This is pretty advanced case then of course, which may have eaten it's way into various contiguous tissues, as you mention having seen other times.

I have seen similar things also...

Good there is room to insert a feeding Tube..and of course small meals are best for a situation like this...

Might have other illness concurrently, but the Trichomoniasis itself I think can make for the slime-green and yellow poops...

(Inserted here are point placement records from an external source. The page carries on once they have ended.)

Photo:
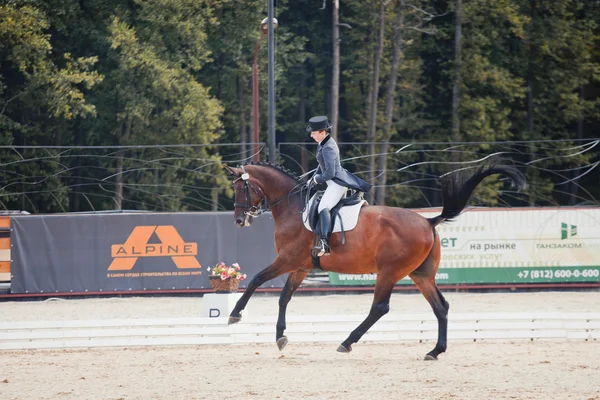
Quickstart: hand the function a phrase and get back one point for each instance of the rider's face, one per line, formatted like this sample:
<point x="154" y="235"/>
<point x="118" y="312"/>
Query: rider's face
<point x="318" y="136"/>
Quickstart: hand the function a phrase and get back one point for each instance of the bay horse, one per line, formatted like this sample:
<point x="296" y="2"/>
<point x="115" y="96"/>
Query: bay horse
<point x="391" y="241"/>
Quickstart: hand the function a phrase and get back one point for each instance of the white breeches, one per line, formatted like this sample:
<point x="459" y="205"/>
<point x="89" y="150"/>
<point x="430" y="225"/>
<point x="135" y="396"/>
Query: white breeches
<point x="333" y="194"/>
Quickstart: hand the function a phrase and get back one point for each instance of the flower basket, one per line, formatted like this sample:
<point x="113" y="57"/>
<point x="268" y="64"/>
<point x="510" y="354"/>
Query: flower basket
<point x="226" y="279"/>
<point x="229" y="285"/>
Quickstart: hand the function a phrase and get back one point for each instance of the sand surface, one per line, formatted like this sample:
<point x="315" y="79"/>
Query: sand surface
<point x="390" y="370"/>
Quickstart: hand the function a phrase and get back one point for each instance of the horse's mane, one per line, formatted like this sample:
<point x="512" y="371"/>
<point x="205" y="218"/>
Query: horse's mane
<point x="279" y="168"/>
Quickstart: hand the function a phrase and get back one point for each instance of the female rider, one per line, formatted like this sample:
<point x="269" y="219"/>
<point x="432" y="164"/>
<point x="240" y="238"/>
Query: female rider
<point x="331" y="172"/>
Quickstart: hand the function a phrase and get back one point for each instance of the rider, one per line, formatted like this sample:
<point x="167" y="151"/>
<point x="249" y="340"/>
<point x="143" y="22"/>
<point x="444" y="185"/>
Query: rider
<point x="331" y="172"/>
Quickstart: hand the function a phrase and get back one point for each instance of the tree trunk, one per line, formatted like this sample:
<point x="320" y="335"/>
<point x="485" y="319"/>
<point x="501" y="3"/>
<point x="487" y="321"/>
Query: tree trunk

ACV-Water would be good for food mixing and drinking...made at 2 Tablespoons to the Gallon for maybe four days or so then diluted to be more like 1-1/2 to the Gallon...

The head-shake thing seems to me to be how food or water in the mouth-throat do not 'feel' right and or do not clear out cleanly with the illness effecting these areas...and I have seen this many times with them when they have this.

Hopeing for the best for you two...!


Phil
Las Vegas


----------



## Birdmom4ever (Jan 14, 2003)

Reti said:


> Can I mix the spartrix and Flagyl in her food so I don't have to open her beak too many times?


 According to my vet who handled a bad case of canker in one of my young fantails a couple years ago, that's the best way to do it. He put the meds in the syringe first, then the formula and gave the baby the whole works. Although as Terry said, you want to be sure and get Metronidazole right on the beak, too. 

Your poor little dove sounds like it's in very bad shape. Hope it pulls through. I know you are doing all that can be done.


----------



## Reti (Jul 20, 2003)

Thank you Phil and birdmom.

I will mix the meds in the formula then, that will also reduce the stress from handling her too much. This is a dove, not very cooperative.
She must feel a bit better now cause she starts fighting me when I pick her up, something she wasn't doing yesterday. Also, there was no head shaking after the last feeding.

Reti


----------



## Rooster2312 (Mar 8, 2006)

Hi Reti,

I really admire how you care for these unfortunate birds. You, and so many other wonderful people here, are giving these birds a second chance at the life they so much deserve. 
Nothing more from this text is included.